Ancora, il testo evangelico ci ricorda come la venuta del Figlio di Dio sia un esercizio della misericordia divina, manifestazione della grazia e luce che viene a disperdere la tenebre. Ma lo stesso evangelista è ben conscio che l’irruzione del divino nell’umano non è priva di contrasti, per cui le tenebre cercano di opporsi alla luce ma di questa è la vittoria: «la luce splende nelle tenebre e le tenebre non l’hanno vinta» (Gv 1,5). La certezza che l’accesso a Dio ci è sempre assicurato e che il suo amore vince tutto diventa fondamento di speranza nelle situazioni più oscure e drammatiche della vita.

Il segno che Dio ami tanto gli uomini e le donne di questo mondo, al punto di voler prendere posto tra loro, è messaggio di fiducia per un’umanità smarrita. A questo ci ha esortati il profeta nella prima lettura, a nutrire il nostro animo di gioia: «Prorompete insieme in canti di gioia, rovine di Gerusalemme, perché il Signore ha consolato il suo popolo, ha riscattato Gerusalemme» (Is 52,9). Mentre il perdurare della pandemia sta diffondendo una sottile sensazione di sfiducia, disillusione, stanchezza, abbattimento, dobbiamo poter reagire appoggiando la nostra speranza nel Signore che non ci abbandona, e lo fa con i segni di bene che, nonostante tutto, continua a ispirare tra noi, segni di responsabilità, di solidarietà, di presa in carico delle sofferenze dei più fragili. Dobbiamo saper gioire di questi segni e diventarne noi stessi protagonisti.

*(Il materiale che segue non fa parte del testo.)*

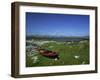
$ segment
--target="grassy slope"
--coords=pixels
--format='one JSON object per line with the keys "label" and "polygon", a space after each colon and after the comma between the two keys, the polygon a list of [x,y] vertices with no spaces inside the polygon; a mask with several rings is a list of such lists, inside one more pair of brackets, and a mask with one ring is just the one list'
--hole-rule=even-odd
{"label": "grassy slope", "polygon": [[[31,57],[26,56],[26,66],[34,67],[34,66],[56,66],[56,65],[77,65],[77,64],[89,64],[89,42],[73,42],[73,43],[63,43],[59,42],[57,44],[55,42],[45,43],[41,47],[58,52],[60,59],[55,61],[54,59],[46,58],[39,53],[35,56],[38,57],[38,61],[33,63]],[[52,46],[52,47],[50,47]],[[34,54],[34,53],[33,53]],[[79,58],[75,58],[75,56],[79,56]]]}

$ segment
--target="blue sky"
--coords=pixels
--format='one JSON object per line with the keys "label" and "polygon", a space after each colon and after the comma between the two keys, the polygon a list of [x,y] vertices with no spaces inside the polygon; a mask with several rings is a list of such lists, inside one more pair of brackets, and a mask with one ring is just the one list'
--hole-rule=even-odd
{"label": "blue sky", "polygon": [[88,36],[89,15],[26,13],[27,35]]}

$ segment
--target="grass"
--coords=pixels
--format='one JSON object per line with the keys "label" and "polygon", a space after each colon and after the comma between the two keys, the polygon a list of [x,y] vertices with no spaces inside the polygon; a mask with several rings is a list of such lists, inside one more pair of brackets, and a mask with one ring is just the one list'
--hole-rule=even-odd
{"label": "grass", "polygon": [[[50,59],[35,51],[26,52],[26,67],[89,64],[88,40],[83,42],[48,42],[41,47],[57,52],[60,59]],[[35,60],[34,57],[37,59]]]}

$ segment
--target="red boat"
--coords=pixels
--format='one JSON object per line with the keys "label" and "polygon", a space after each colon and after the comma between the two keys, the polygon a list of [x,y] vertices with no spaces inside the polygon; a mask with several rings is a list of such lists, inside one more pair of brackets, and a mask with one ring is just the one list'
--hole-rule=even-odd
{"label": "red boat", "polygon": [[39,49],[38,51],[41,55],[43,55],[45,57],[49,57],[52,59],[55,59],[55,58],[59,59],[57,52],[53,52],[53,51],[49,51],[49,50],[45,50],[45,49]]}

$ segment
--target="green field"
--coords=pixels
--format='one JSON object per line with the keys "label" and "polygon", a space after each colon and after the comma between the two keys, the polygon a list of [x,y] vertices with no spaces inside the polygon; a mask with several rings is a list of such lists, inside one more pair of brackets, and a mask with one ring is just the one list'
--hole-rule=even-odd
{"label": "green field", "polygon": [[[26,48],[26,67],[89,64],[89,40],[64,42],[33,39],[30,43]],[[35,49],[30,50],[33,44],[57,52],[60,59],[47,58]]]}

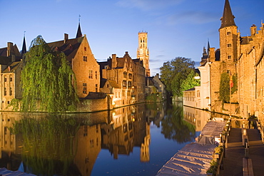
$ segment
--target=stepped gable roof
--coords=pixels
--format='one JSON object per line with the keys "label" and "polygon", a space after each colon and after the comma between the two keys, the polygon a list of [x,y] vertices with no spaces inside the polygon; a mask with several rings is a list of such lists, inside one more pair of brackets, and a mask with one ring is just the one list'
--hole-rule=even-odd
{"label": "stepped gable roof", "polygon": [[49,43],[48,45],[54,51],[59,51],[64,52],[67,57],[68,61],[71,62],[83,40],[83,37],[68,39],[64,43],[64,40]]}
{"label": "stepped gable roof", "polygon": [[183,90],[183,92],[185,92],[185,91],[191,91],[191,90],[196,90],[196,88],[189,88],[188,90]]}
{"label": "stepped gable roof", "polygon": [[134,59],[132,59],[132,61],[136,65],[141,65],[142,66],[143,66],[143,60],[141,60],[140,58],[134,58]]}
{"label": "stepped gable roof", "polygon": [[7,47],[0,48],[0,56],[6,57]]}
{"label": "stepped gable roof", "polygon": [[13,62],[4,71],[4,73],[12,73],[18,68],[21,61]]}
{"label": "stepped gable roof", "polygon": [[250,37],[250,36],[243,36],[243,37],[240,37],[240,44],[241,45],[247,45],[247,44],[249,44],[249,42],[250,41],[253,41],[253,39],[252,38],[252,37]]}
{"label": "stepped gable roof", "polygon": [[108,80],[109,84],[112,88],[121,88],[121,87],[117,84],[116,81]]}
{"label": "stepped gable roof", "polygon": [[123,56],[123,58],[118,58],[116,57],[116,61],[117,61],[117,68],[123,68],[125,66],[125,63],[126,61],[126,63],[128,64],[128,67],[130,67],[131,61],[131,58],[128,54],[128,51],[126,51],[125,55]]}
{"label": "stepped gable roof", "polygon": [[104,85],[106,84],[106,83],[108,81],[110,86],[112,87],[112,88],[121,88],[121,87],[117,84],[116,81],[113,81],[113,80],[107,80],[106,78],[101,78],[100,80],[100,88],[103,88]]}
{"label": "stepped gable roof", "polygon": [[231,8],[230,6],[229,1],[225,0],[225,6],[223,13],[223,17],[221,18],[221,26],[220,29],[225,28],[228,26],[236,26],[234,21],[235,16],[232,14]]}
{"label": "stepped gable roof", "polygon": [[215,61],[220,61],[220,49],[217,49],[215,51]]}
{"label": "stepped gable roof", "polygon": [[146,85],[147,85],[147,81],[148,80],[149,81],[148,81],[148,86],[154,86],[154,83],[153,83],[153,78],[154,78],[154,76],[151,76],[151,77],[146,77]]}
{"label": "stepped gable roof", "polygon": [[100,88],[103,88],[104,85],[106,83],[107,79],[106,78],[101,78],[100,79]]}

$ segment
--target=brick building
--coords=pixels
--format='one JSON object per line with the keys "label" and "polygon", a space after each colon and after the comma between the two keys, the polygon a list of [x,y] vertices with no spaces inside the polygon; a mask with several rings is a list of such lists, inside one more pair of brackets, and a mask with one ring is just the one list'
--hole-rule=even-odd
{"label": "brick building", "polygon": [[148,33],[138,32],[138,48],[137,50],[137,58],[143,61],[143,64],[146,68],[146,76],[151,76],[149,69],[149,51],[148,48]]}
{"label": "brick building", "polygon": [[[200,66],[200,100],[208,98],[208,109],[248,118],[258,118],[264,125],[264,24],[260,30],[253,24],[250,28],[250,36],[241,36],[234,21],[228,0],[225,0],[221,25],[219,29],[220,48],[204,51]],[[209,47],[208,47],[209,48]],[[231,95],[230,103],[220,100],[221,74],[228,73],[230,78],[237,76],[237,81],[230,80],[230,85],[236,83],[237,90]],[[197,107],[205,108],[203,106]]]}
{"label": "brick building", "polygon": [[82,36],[80,24],[76,38],[68,39],[64,33],[62,41],[49,43],[53,51],[62,51],[66,56],[75,73],[77,83],[77,95],[85,98],[89,92],[99,92],[99,65],[90,48],[86,36]]}
{"label": "brick building", "polygon": [[101,91],[111,94],[112,104],[119,107],[142,102],[145,98],[145,68],[138,59],[126,52],[122,58],[112,54],[100,62]]}
{"label": "brick building", "polygon": [[[22,48],[26,48],[25,37]],[[26,50],[21,51],[22,53]],[[22,68],[21,53],[16,45],[8,42],[7,47],[0,48],[0,110],[11,110],[7,108],[13,98],[21,98],[20,76]]]}

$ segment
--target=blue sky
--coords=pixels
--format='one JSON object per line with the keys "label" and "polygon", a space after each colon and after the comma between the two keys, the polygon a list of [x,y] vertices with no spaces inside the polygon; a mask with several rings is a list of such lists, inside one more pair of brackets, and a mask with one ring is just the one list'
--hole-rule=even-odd
{"label": "blue sky", "polygon": [[[229,0],[241,36],[264,19],[263,0]],[[75,38],[81,15],[98,61],[128,51],[136,58],[138,32],[148,32],[151,74],[159,73],[176,57],[200,61],[209,39],[219,47],[218,29],[225,0],[0,0],[0,48],[10,41],[21,49],[26,31],[27,49],[41,35],[46,42]]]}

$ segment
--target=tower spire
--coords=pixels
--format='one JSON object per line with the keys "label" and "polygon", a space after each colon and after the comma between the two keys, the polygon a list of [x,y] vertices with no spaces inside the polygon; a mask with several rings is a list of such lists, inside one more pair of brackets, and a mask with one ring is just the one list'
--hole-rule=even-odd
{"label": "tower spire", "polygon": [[26,37],[25,37],[26,31],[24,31],[24,39],[23,39],[23,45],[22,45],[22,50],[21,50],[21,56],[26,53]]}
{"label": "tower spire", "polygon": [[81,19],[81,15],[78,15],[78,30],[77,30],[77,33],[76,33],[76,38],[83,36],[83,34],[81,33],[81,31],[80,19]]}
{"label": "tower spire", "polygon": [[208,38],[207,41],[207,54],[208,56],[209,56],[209,51],[210,51],[210,43],[209,43],[209,38]]}
{"label": "tower spire", "polygon": [[223,9],[223,17],[221,18],[221,26],[220,29],[235,26],[235,16],[232,14],[231,8],[230,6],[229,1],[225,0],[225,7]]}

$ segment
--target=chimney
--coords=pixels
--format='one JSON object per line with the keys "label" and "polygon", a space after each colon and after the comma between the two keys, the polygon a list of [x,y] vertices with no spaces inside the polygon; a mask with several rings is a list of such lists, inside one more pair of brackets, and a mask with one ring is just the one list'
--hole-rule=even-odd
{"label": "chimney", "polygon": [[64,43],[68,41],[68,34],[64,33]]}
{"label": "chimney", "polygon": [[253,24],[250,27],[251,36],[255,36],[257,33],[257,26],[255,24]]}
{"label": "chimney", "polygon": [[7,51],[6,51],[6,56],[9,57],[12,54],[14,54],[13,51],[13,43],[12,42],[7,42]]}
{"label": "chimney", "polygon": [[11,56],[11,62],[14,62],[14,61],[16,61],[16,56],[14,56],[14,54],[12,54]]}
{"label": "chimney", "polygon": [[210,61],[215,61],[215,48],[209,48],[209,60]]}
{"label": "chimney", "polygon": [[116,68],[117,61],[116,61],[116,54],[112,54],[112,68]]}

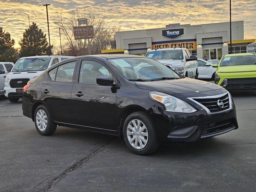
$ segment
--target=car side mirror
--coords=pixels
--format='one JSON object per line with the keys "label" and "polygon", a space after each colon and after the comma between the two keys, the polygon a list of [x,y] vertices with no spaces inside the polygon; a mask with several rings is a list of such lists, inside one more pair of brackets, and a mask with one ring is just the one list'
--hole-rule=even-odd
{"label": "car side mirror", "polygon": [[215,63],[214,64],[212,64],[212,67],[218,67],[219,66],[219,65],[218,64]]}
{"label": "car side mirror", "polygon": [[186,61],[196,61],[197,60],[197,56],[196,55],[191,55],[189,58],[186,59]]}
{"label": "car side mirror", "polygon": [[96,79],[96,82],[98,85],[114,86],[114,79],[108,76],[101,76]]}

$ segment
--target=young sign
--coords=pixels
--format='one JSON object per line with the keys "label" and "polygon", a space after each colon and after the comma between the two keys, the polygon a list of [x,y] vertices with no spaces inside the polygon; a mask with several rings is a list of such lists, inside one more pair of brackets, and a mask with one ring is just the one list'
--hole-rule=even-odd
{"label": "young sign", "polygon": [[166,29],[162,30],[163,36],[170,38],[175,38],[184,34],[184,29]]}

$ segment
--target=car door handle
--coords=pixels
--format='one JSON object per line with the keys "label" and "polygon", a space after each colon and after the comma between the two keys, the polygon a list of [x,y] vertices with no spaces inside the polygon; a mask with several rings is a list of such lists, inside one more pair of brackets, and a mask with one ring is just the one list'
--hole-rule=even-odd
{"label": "car door handle", "polygon": [[84,95],[84,94],[81,91],[78,91],[77,93],[75,93],[75,95],[76,95],[78,97],[80,97],[81,96]]}
{"label": "car door handle", "polygon": [[49,91],[48,90],[47,90],[47,89],[45,89],[43,91],[43,93],[44,93],[45,94],[47,94],[49,92]]}

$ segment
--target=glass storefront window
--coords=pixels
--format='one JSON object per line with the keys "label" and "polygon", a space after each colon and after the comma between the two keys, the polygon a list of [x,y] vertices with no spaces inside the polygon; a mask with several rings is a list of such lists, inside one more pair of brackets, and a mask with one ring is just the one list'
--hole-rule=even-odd
{"label": "glass storefront window", "polygon": [[207,59],[220,59],[222,56],[222,48],[203,49],[203,58]]}

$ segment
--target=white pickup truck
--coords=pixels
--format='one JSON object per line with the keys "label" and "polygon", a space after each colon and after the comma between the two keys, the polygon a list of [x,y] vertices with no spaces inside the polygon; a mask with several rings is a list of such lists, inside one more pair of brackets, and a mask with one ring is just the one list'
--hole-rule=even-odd
{"label": "white pickup truck", "polygon": [[190,55],[185,48],[165,48],[151,50],[146,56],[164,64],[174,71],[187,77],[198,76],[197,57]]}

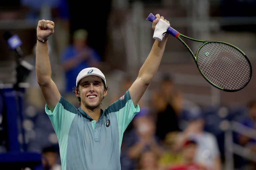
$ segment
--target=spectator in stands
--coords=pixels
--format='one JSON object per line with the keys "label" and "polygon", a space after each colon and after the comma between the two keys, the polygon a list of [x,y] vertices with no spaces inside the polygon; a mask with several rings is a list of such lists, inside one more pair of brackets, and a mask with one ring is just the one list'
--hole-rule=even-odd
{"label": "spectator in stands", "polygon": [[[248,107],[247,117],[241,123],[252,129],[256,129],[256,101],[250,102]],[[238,140],[240,144],[243,146],[256,144],[256,140],[243,135],[240,135]]]}
{"label": "spectator in stands", "polygon": [[162,141],[168,132],[180,130],[178,116],[182,99],[181,94],[174,91],[172,78],[164,75],[161,88],[155,92],[152,100],[157,112],[156,133]]}
{"label": "spectator in stands", "polygon": [[137,170],[158,170],[157,156],[154,152],[149,150],[143,153],[139,161]]}
{"label": "spectator in stands", "polygon": [[136,162],[143,153],[150,150],[159,157],[163,150],[155,135],[155,125],[149,115],[148,109],[141,109],[133,122],[134,128],[126,134],[123,143],[127,148],[127,155],[136,167]]}
{"label": "spectator in stands", "polygon": [[66,92],[72,96],[76,78],[81,70],[90,67],[100,68],[100,57],[97,51],[87,44],[87,31],[82,29],[75,31],[73,44],[65,49],[61,59],[65,72]]}
{"label": "spectator in stands", "polygon": [[[246,117],[240,123],[252,130],[256,130],[256,101],[252,101],[248,104],[246,110]],[[256,139],[243,134],[238,134],[239,143],[243,146],[249,148],[250,150],[256,153]],[[238,157],[236,163],[240,167],[245,167],[250,169],[256,169],[256,163],[249,161],[244,158]]]}
{"label": "spectator in stands", "polygon": [[179,164],[173,165],[169,170],[206,170],[205,166],[195,163],[197,144],[193,139],[188,139],[185,141],[182,147],[182,154],[183,157],[183,162]]}
{"label": "spectator in stands", "polygon": [[44,147],[42,150],[42,166],[36,167],[35,170],[61,170],[61,166],[58,163],[58,151],[56,147]]}
{"label": "spectator in stands", "polygon": [[181,148],[187,139],[195,139],[198,144],[195,161],[204,165],[210,169],[220,170],[221,168],[220,151],[216,137],[204,130],[204,121],[202,114],[193,112],[188,115],[188,125],[178,136],[176,147]]}

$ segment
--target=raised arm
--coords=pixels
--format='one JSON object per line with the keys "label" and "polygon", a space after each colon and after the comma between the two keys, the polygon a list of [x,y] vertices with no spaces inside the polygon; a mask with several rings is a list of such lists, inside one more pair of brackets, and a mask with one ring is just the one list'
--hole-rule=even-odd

Infine, una parola va ribadita circa la dignità della vita umana da rispettare sempre, all’inizio, nel suo svolgersi, alla fine. Se Dio ha voluto assumerla per sé, la vita dell’uomo è stata rivestita di una dignità inalienabile, che tutti devono rispettare, che tutti devono contribuire ad attuare concretamente. Il mondo rinnovato che tutti vorremmo uscisse da questa pandemia deve avere i caratteri di un’umanità piena, riconciliata con la natura, coesa nei vincoli sociali, attenta ai più deboli, aperta a una dimensione trascendente. Abbia questi caratteri il vissuto del nostro Natale, portatore di gioia al mondo. Buon Natale.